I’m trying to draw a graph. I want to do this as easily as possible but I’ve no idea where to start, or at least where *best* to start.
3b. Getting on with it
Ok, back to the task. I’ve gone with Matplotlib, largely thanks to google. Here’s a basic plot showing the room temp, external temp, and a measure of the amount of heating power being supplied to the room
This is pretty good – I’ve got the data for a single day, and by converting the heating power value to an integer (from None, Low, Med, High), I can make it clear what’s happening.
First thing to notice is how little heating power is needed to maintain a fairly even room temperature.
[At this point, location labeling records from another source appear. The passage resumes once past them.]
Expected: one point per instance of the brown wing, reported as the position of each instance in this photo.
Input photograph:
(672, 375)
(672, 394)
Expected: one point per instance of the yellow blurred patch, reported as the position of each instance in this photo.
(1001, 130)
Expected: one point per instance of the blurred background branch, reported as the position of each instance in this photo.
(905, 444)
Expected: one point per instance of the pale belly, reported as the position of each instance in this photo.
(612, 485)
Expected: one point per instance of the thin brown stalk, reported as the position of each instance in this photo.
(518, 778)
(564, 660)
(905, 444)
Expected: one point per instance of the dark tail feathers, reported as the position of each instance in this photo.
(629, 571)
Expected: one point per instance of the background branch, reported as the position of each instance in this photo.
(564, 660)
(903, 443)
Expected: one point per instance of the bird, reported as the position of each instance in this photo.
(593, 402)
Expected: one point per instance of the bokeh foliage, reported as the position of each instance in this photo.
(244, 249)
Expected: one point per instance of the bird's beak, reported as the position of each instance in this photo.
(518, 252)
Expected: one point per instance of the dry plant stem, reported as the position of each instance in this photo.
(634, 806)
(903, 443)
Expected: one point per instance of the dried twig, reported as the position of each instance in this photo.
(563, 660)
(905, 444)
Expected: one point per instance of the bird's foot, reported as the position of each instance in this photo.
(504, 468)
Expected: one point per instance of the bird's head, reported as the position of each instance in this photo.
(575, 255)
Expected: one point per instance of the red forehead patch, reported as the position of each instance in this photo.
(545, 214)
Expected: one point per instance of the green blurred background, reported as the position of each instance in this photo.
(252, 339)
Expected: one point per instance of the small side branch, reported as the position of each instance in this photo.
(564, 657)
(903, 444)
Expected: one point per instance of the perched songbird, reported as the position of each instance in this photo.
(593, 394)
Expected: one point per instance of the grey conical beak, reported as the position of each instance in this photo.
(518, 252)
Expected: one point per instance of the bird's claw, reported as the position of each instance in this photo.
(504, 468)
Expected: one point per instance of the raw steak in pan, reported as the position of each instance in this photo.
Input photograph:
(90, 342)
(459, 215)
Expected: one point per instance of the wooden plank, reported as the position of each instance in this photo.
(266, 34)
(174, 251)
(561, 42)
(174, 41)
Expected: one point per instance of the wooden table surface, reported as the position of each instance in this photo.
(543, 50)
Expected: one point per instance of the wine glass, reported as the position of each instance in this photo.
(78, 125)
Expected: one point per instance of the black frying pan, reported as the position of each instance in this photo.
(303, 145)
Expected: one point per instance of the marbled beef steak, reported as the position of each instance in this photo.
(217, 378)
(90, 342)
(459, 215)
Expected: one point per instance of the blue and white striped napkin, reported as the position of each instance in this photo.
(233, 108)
There’s definitely more capacity in the system. If the system was running at full power all day it would give an average power of 3. With a bit of work to split up the day into 4 time zones:
I can see the amount of power being used to keep the room warm – midnight to 6 am is the worst spot, where we’re using 15% of maximum heating we could give.
The top line is a bit misleading as it’s not clear that the thermostat is set for different temperatures throughout the day. With a big of clever colour-fill, I can show visually when things are working as they should
So there we go – the baby is warm enough, and the heating has plenty of capacity to handle a cold spell!